My personal opinion too is that we as humans are a very resilient race and our ability to accept hardships as a new normal has always shone through. I, for one, despaired hopelessly when wearing a mask as mandated while going for a daily walk on day one, but by the third day accepted this as a standard if I wanted to step out of my home. Similarly, as cinemas reopen with the proper safety protocols in place, there will be consumers. Initially there will be lesser admissions, which will slowly rise up to good capacity, as we all love the larger-than-life cinema experience and are ultimately social at heart.
The key to the magic of this medium has always been the consumption of content in the best viewing conditions, and that is what will always drive patrons to cinema. Thus, the fact that most studios have delayed their film releases has proved that their ideal curtain raiser is cinema, a fact that negates the doomsayers.
On the overall local and global market, just like in every crisis, those who survive and/or have war chests will come out far stronger and success stories will start rising again. One important thing to remember is that those that remain have to support each other with flexible terms and avoid rigidity.

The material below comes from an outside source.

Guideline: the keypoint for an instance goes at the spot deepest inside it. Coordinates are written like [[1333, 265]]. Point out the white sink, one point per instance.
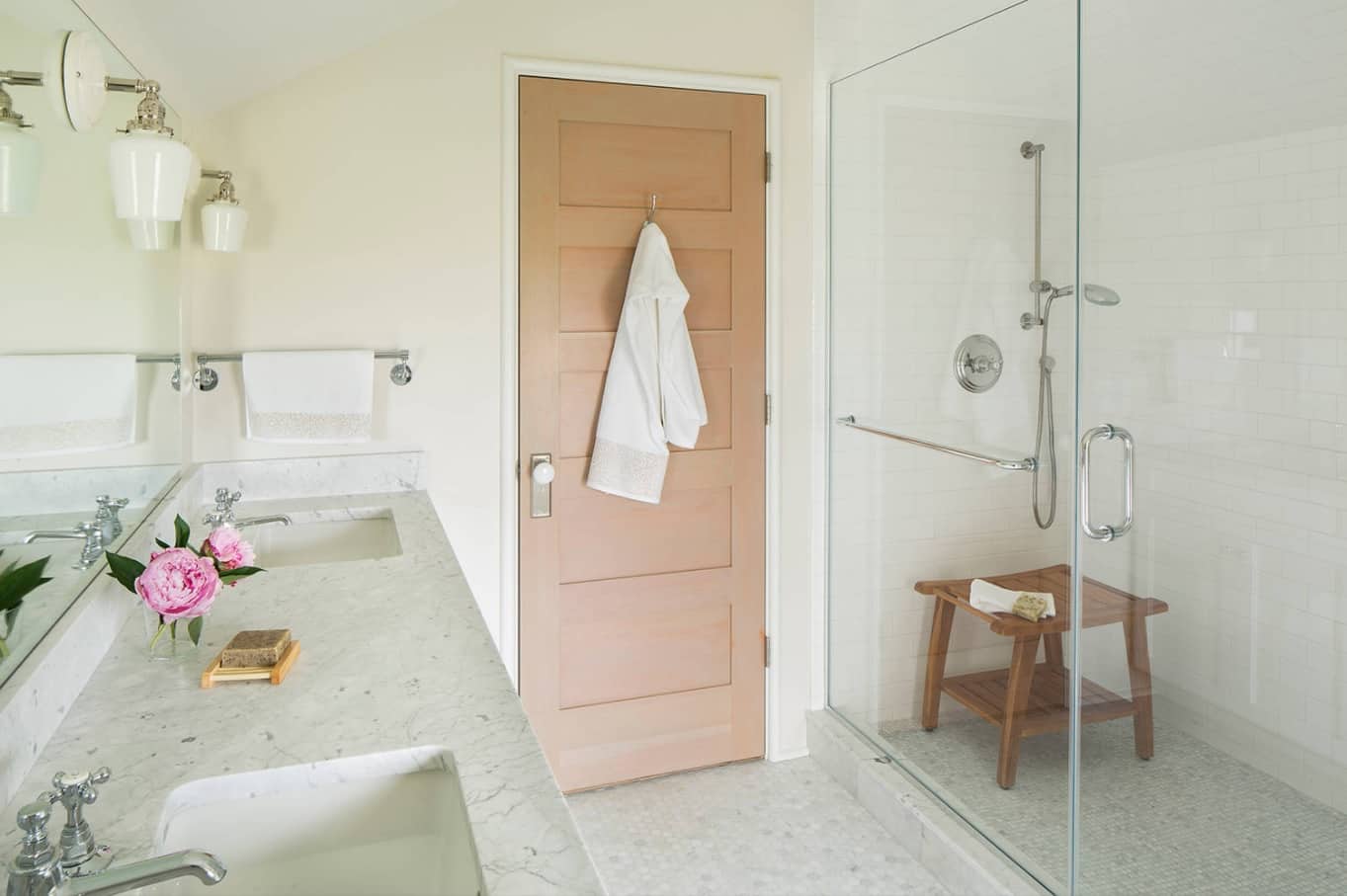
[[310, 539], [389, 824]]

Cinema has survived catastrophic events such as world wars and other pandemics, and will undoubtedly emerge as a medium of choice again. Our region has one of the highest cinema occupancy percentages in the world and that is not going to change.
The third- and fourth-quarter movie releases remain intact, with a number of blockbusters releasing and, in fact, some of our advertisers have already confirmed that they are looking forward to returning to cinema for advertising – hence ensuring that we as a medium will not be terminated, even by a global pandemic. We’ll be back!